"As you enter our house and go down a hallway, you’re immediately in our kitchen, which opens into our living room. The table is one of the first things you see. It sort of defines the center of how we live because we’re always at that table. We eat on it every single day. Anyone who comes in and sits at it, looks down and smiles because they see a funny little face staring up at them. I’ve really come to appreciate it."This is an absolutely lovely passage, and I appreciate that Ms. Singer, with what must be her vast knowledge and access to treasures of such distinction in her profession would choose an object of supposedly ordinary, daily family significance as one of her most priceless possessions.
Last summer, our family was in New York for a little over a week, house-sitting for friends who live on West 23rd Street, just two short blocks west of the Chelsea Hotel. Each day I found myself strolling past this hotel with my two young sons in tow. At night, I sat curled on the living room couch devouring stories of the legends of the Chelsea Hotel from a book by the same title on the shelves of our friends. It occurred to me that in this concrete jungle that is especially Chelsea, this hotel emerges from the earth and its surroundings like a tree, with years of growth and witness to everything both inside and out, broadly spreading into the sky, yet breathing in both the earth and the air around it, through its ironed balconies. There is a book we love by Tara Publishers in India called One, Two, Tree! that is at its core a counting book, and through its simple and colorful line drawings shows the tree growing with numbers of creatures one by one. A sort of Noah's ark of nature. This is how the Chelsea Hotel seems to me, drawing in such a vast array of individuals and families like Sally Singer's, whose children must run through the long corridors like squirrels on their branches. Mr. O'Neill and Ms. Singer have chosen to build their nest at the Chelsea, which has to be at times both hospitable and inhospitable to a growing family. And this is to me the beauty of it all.

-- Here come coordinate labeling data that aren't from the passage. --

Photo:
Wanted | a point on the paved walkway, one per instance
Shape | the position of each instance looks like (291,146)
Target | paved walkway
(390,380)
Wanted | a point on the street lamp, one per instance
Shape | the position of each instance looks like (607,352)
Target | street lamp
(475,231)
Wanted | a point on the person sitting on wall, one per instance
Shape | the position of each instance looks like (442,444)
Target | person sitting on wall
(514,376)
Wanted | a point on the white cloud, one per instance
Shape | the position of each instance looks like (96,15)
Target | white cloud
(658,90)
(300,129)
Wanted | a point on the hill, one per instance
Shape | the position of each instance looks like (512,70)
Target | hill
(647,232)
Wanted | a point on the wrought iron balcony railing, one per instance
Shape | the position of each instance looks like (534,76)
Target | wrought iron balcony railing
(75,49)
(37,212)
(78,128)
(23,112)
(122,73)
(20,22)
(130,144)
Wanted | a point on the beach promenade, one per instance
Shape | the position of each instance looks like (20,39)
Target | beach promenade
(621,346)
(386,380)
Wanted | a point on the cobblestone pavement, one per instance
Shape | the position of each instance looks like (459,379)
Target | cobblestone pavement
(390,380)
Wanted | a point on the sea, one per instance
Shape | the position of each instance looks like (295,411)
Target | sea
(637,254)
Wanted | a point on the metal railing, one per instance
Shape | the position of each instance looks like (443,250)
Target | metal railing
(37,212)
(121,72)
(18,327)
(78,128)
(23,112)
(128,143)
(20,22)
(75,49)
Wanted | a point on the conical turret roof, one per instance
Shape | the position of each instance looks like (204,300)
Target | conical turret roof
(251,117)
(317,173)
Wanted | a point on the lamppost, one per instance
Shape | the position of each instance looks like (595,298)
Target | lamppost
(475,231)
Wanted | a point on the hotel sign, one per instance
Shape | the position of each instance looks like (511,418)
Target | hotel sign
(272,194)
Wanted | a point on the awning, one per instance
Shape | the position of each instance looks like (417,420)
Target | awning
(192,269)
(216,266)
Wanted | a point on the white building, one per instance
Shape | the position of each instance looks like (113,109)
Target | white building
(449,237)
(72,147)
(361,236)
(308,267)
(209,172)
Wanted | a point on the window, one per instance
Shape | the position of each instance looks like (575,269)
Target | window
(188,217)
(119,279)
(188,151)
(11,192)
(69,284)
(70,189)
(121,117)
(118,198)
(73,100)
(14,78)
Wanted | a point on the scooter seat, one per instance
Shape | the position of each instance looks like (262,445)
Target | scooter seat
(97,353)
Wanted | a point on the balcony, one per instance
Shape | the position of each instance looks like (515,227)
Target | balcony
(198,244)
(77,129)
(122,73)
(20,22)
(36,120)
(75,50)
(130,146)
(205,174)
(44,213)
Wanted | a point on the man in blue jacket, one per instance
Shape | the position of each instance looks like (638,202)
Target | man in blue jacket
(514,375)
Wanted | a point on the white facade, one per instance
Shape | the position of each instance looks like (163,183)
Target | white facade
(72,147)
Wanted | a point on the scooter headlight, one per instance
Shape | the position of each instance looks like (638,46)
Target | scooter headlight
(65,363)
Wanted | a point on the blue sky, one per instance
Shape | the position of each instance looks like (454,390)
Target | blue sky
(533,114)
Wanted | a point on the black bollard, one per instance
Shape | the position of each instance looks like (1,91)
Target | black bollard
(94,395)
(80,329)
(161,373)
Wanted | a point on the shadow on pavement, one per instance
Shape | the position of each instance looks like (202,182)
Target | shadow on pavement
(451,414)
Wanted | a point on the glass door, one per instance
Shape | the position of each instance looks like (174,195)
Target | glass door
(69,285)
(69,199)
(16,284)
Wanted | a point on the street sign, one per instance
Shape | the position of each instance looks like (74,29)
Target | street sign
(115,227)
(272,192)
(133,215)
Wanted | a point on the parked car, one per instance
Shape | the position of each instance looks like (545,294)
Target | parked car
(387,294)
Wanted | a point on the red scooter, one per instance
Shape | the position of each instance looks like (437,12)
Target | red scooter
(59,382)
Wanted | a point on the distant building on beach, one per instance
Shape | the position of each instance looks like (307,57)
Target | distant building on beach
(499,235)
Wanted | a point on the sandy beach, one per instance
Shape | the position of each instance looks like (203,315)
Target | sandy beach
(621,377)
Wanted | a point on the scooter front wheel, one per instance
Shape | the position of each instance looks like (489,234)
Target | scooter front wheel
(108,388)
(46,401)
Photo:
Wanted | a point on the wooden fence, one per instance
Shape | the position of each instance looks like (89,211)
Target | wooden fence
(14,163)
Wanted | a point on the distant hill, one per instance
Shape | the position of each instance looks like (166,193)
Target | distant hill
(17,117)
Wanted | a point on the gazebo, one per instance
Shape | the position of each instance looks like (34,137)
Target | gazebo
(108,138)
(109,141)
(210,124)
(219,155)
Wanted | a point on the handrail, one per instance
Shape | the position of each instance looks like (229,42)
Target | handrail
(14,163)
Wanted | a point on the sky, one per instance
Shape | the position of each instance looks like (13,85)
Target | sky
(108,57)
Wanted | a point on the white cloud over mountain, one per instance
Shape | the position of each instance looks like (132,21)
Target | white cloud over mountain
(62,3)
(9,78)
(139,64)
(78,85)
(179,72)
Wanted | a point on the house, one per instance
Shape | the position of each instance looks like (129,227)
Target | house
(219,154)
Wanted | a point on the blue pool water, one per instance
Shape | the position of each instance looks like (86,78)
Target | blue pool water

There is an architectural concept of building a structure like a tree, paying attention to light and shadow, shelter and sustainability (and other important elements, of course), but I believe that this is actually a very organic metaphor without even trying. A building becomes a tree over time by its very existence through the people who live within it, regardless of its original intent. In other words, it is what inhabits a thing that makes it unique and dynamic. Perhaps three young children sitting year after year at their favored spots around a treasured kitchen table exemplifies this in the most profound and harmonious way.